ELI5 Why isn't alignment *easier* as models get stronger?

post by Logan Zoellner (logan-zoellner) · 2023-10-28T14:34:37.588Z · LW · GW · 2 comments

This is a question post.

Contents

  Answers
    15 Richard_Kennaway
    5 johnswentworth
    3 Seth Herd
    1 chasmani
None
2 comments

Empirical Status: straw-man, just wondering what the strongest counterarguments to this are.

It seems obvious to me that stronger models are easier to align.  A simple proof

  1. It is always possible to get a weaker model out of a stronger model (for example, by corrupting n% of its inputs/outputs)
  2. Therefore if it possible to align a weak model, it is at least as easy to align a strong model
  3. It is unlikely to be exactly as hard to align weak/strong models.
  4. Therefore it is easier to align stronger models

(I have a list of counter-arguments written down, I am interested to see if anyone suggests a counterargument better than the ones on my list)

Answers

answer by Richard_Kennaway · 2023-10-28T15:29:08.023Z · LW(p) · GW(p)

I don’t follow your (2). Compare:

  1. It is always possible to get a weaker fighter out of a stronger fighter (for example, by shooting his kneecaps).

  2. Therefore if it possible to keep a weak fighter under your control, it is at least as easy to keep a strong fighter under your control.

If you have to shoot him in the kneecaps, that defeats the point of having a strong fighter. Likewise, hobbling a strong AI defeats the point of having it.

As some countries have found with hired mercenaries, the more effectively they win your war for you, the harder it may be to get them to go away afterwards.

comment by Big Tony · 2023-10-29T21:47:08.091Z · LW(p) · GW(p)

Agree, I don't follow the logic from step 1 → step 2 either - it seems obviously nonsensical. Maybe there are a few intermediate steps missing that show the chain of logic more clearly?

answer by johnswentworth · 2023-10-28T16:16:36.466Z · LW(p) · GW(p)

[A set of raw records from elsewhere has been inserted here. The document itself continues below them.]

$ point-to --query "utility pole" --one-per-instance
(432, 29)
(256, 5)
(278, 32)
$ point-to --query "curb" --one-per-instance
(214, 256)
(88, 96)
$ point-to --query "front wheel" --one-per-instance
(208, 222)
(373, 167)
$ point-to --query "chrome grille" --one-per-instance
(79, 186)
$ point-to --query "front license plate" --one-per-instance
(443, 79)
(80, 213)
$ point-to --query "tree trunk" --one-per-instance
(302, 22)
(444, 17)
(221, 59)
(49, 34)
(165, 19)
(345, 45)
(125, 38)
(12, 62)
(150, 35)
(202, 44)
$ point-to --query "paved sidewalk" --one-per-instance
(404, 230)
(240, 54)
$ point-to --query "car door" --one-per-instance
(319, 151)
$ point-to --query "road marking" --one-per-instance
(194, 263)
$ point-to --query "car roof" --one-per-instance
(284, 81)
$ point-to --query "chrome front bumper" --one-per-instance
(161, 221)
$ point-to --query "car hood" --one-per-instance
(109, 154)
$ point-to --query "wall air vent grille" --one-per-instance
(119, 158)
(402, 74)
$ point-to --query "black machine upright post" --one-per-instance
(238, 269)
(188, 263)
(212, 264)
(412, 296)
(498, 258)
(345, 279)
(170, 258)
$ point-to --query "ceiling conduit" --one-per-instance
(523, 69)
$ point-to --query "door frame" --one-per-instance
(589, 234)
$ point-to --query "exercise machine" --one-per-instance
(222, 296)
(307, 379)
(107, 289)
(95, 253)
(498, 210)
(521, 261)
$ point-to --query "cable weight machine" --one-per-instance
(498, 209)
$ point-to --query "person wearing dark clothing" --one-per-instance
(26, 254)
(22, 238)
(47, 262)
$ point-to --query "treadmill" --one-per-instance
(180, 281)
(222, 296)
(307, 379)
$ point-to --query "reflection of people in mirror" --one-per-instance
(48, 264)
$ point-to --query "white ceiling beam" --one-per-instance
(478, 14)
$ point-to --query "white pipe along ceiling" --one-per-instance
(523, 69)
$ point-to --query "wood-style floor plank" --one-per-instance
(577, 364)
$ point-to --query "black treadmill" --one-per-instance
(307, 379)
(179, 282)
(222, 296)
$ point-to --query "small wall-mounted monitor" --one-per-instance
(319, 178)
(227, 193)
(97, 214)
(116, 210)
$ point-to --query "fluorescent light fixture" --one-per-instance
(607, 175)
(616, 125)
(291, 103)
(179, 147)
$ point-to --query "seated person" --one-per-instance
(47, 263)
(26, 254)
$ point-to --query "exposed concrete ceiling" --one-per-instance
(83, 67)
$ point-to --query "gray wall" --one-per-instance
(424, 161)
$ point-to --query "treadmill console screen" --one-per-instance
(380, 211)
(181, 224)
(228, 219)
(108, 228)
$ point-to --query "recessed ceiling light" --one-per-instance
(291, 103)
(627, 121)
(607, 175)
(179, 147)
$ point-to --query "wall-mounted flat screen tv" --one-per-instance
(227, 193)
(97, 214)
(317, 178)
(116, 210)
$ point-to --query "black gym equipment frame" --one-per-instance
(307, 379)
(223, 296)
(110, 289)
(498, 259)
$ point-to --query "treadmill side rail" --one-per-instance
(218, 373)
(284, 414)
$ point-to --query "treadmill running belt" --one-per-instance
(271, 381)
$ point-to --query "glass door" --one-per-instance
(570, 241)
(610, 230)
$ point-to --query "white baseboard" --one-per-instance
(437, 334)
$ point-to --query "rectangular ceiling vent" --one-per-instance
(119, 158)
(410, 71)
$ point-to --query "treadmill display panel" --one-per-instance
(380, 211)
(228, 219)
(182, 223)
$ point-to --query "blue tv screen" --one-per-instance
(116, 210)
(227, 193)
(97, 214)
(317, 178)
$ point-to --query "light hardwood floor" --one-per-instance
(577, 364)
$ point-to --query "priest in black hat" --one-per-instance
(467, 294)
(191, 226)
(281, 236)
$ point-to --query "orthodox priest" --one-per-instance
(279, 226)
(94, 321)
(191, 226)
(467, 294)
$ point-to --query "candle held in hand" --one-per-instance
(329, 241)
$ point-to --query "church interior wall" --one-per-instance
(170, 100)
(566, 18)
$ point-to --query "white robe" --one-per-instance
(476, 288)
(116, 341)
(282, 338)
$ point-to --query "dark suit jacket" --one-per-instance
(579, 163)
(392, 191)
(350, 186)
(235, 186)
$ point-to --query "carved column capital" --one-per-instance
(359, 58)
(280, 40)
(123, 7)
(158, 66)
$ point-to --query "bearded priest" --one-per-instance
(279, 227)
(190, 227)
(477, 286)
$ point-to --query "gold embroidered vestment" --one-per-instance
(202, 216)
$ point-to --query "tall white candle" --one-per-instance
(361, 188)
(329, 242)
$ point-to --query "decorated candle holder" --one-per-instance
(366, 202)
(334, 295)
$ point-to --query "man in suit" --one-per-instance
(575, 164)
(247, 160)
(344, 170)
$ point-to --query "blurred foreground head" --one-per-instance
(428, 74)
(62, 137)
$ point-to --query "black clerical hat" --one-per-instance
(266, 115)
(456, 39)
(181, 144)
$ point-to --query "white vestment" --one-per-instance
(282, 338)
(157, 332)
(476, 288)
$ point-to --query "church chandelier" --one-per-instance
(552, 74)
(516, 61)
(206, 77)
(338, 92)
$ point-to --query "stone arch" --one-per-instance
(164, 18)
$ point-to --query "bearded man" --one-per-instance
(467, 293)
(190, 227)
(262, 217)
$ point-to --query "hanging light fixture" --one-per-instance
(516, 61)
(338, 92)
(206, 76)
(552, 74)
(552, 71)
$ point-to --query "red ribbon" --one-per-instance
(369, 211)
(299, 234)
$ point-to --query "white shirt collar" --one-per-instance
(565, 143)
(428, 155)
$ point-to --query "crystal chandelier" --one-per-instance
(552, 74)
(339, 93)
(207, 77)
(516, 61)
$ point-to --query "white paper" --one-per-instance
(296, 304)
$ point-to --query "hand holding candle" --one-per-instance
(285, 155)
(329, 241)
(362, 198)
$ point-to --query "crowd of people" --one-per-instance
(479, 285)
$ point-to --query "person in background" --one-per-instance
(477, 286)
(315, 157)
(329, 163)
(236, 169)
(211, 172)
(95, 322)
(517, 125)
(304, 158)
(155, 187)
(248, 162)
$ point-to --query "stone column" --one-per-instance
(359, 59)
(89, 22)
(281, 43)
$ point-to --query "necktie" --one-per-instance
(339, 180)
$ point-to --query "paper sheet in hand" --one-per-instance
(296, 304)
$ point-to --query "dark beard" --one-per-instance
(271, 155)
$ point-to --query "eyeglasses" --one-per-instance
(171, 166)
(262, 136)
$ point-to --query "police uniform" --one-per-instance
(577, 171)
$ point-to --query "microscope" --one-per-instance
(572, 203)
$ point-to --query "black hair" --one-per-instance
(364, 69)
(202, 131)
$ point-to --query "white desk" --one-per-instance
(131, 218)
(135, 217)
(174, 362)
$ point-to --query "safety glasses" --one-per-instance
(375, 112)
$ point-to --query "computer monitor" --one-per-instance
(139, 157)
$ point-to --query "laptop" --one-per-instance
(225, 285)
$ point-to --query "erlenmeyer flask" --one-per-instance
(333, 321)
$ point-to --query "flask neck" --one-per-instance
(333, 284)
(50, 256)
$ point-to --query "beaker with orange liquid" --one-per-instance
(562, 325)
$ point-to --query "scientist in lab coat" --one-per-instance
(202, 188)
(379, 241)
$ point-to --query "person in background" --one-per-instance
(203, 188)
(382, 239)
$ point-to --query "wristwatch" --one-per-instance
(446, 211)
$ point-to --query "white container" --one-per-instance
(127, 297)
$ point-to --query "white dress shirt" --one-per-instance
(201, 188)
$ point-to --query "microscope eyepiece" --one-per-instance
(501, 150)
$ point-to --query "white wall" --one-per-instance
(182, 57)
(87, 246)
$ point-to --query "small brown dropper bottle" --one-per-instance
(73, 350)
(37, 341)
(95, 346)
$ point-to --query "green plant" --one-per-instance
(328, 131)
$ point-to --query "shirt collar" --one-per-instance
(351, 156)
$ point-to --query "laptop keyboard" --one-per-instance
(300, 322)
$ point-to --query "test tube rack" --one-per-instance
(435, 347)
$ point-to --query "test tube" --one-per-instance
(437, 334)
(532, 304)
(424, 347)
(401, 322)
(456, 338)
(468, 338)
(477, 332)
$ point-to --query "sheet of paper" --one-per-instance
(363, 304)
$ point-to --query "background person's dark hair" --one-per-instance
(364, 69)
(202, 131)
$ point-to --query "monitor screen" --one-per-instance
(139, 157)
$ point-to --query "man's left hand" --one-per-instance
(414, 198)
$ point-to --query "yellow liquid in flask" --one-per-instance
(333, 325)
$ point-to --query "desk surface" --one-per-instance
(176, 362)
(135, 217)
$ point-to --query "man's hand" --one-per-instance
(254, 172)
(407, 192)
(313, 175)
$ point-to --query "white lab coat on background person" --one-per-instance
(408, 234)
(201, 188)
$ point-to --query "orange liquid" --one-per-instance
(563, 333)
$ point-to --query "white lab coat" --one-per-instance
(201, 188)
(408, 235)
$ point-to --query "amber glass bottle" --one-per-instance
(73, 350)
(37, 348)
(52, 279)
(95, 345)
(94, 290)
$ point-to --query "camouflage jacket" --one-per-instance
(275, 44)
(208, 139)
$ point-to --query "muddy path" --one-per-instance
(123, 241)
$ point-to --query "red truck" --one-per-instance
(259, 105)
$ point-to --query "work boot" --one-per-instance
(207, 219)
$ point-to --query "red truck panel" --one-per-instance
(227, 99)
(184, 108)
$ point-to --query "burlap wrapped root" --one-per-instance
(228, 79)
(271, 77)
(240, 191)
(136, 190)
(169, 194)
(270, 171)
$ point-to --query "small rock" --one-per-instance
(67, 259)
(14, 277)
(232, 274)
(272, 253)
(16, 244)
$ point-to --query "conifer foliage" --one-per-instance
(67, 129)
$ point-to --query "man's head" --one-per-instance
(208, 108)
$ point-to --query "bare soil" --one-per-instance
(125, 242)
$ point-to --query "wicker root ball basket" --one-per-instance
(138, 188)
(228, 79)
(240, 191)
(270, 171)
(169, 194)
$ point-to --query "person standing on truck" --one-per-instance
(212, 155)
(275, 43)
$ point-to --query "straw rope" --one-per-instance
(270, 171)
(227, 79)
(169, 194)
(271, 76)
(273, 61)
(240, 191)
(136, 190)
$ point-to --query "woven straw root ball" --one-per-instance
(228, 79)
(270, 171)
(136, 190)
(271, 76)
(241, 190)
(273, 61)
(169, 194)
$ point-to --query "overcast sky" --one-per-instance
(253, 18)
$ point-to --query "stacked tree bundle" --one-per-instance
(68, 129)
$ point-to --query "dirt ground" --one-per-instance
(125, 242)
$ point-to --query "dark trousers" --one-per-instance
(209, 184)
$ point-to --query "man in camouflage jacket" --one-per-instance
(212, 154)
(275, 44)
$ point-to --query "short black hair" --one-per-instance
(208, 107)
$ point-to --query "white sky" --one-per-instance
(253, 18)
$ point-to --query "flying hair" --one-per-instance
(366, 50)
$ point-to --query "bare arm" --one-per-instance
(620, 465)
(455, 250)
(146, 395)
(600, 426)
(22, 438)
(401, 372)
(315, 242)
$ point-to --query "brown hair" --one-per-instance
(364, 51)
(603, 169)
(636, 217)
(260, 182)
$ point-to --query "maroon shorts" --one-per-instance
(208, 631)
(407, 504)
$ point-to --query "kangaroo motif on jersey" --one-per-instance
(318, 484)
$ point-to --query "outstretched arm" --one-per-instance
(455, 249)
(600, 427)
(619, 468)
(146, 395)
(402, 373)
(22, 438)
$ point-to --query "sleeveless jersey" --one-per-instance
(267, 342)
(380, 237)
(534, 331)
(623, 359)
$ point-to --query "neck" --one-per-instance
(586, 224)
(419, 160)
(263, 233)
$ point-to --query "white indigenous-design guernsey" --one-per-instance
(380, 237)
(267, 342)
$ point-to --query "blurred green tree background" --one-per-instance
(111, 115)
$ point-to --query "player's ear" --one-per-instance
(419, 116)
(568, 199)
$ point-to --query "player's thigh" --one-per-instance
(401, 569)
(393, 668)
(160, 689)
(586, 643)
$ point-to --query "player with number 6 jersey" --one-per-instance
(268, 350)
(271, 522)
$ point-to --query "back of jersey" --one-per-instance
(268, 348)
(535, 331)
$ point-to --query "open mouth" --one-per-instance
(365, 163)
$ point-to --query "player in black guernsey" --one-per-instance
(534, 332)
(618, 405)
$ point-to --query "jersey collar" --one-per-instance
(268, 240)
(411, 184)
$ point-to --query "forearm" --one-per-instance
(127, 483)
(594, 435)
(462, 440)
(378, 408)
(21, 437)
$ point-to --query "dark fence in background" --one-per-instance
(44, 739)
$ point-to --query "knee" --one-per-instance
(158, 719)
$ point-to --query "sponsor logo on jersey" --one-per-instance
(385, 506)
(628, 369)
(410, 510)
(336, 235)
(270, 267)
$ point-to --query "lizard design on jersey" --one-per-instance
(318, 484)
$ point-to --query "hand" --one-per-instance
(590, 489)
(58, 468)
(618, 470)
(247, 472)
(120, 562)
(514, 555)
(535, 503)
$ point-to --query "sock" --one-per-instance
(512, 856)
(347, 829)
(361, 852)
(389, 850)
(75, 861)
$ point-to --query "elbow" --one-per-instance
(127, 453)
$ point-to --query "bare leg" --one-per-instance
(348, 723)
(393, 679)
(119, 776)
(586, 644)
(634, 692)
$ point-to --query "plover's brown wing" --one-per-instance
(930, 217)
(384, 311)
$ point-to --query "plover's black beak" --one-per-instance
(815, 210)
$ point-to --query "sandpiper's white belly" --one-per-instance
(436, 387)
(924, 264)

A few places where this argument breaks down...

First and most important: we can make a weaker model out of a stronger model if we know in advance that we want to do so, and actually try to, and make sure the stronger system does not have a chance to stop us (e.g. we don't run it). If there's an agentic superhuman AGI already undergoing takeoff, then "make it weaker" is not really an option. Even if there's an only-humanish-level agentic AGI already running, if that AGI can easily spin up a new instance of itself without us noticing before we turn it off, or arrange for someone else to spin up a new instance, then "make it weaker" isn't really an option. Plausibly even a less-than-human-level agent could pull that off; infosec does usually have an attacker's advantage.

(Subproblem 1: on some-but-not-all threat models, a superhuman AGI is already a threat when it's in training. So plausibly "don't run the strong model" wouldn't even be enough, we'd have to not even train the strong model.

Subproblem 2 (orthogonal to subproblem 1): looking at a strong model and figuring out how aligned/corrigible/etc it is, in a way robust enough to generalize well to even moderately strong capabilities, is itself one of the hardest open problems in alignment. So in order for a plan involving "build strong model and make it weaker" to help, the plan would have to weaken the strong model unconditionally, not check whether the strong model has problems and then weaken it. At which point... why use a stronger model in the first place? There are still some reasons, but a lot fewer.

Put subproblems 1 & 2 together, and we're basically back to "don't use a strong model in the first place" - i.e. unconditionally do not train a strong model.)

Second: one would need to know the relevant way in which to weaken the model. "Corrupting n% of its inputs/outputs" just doesn't matter that much on most threat models I can think of - for instance, it doesn't really matter at all for deception.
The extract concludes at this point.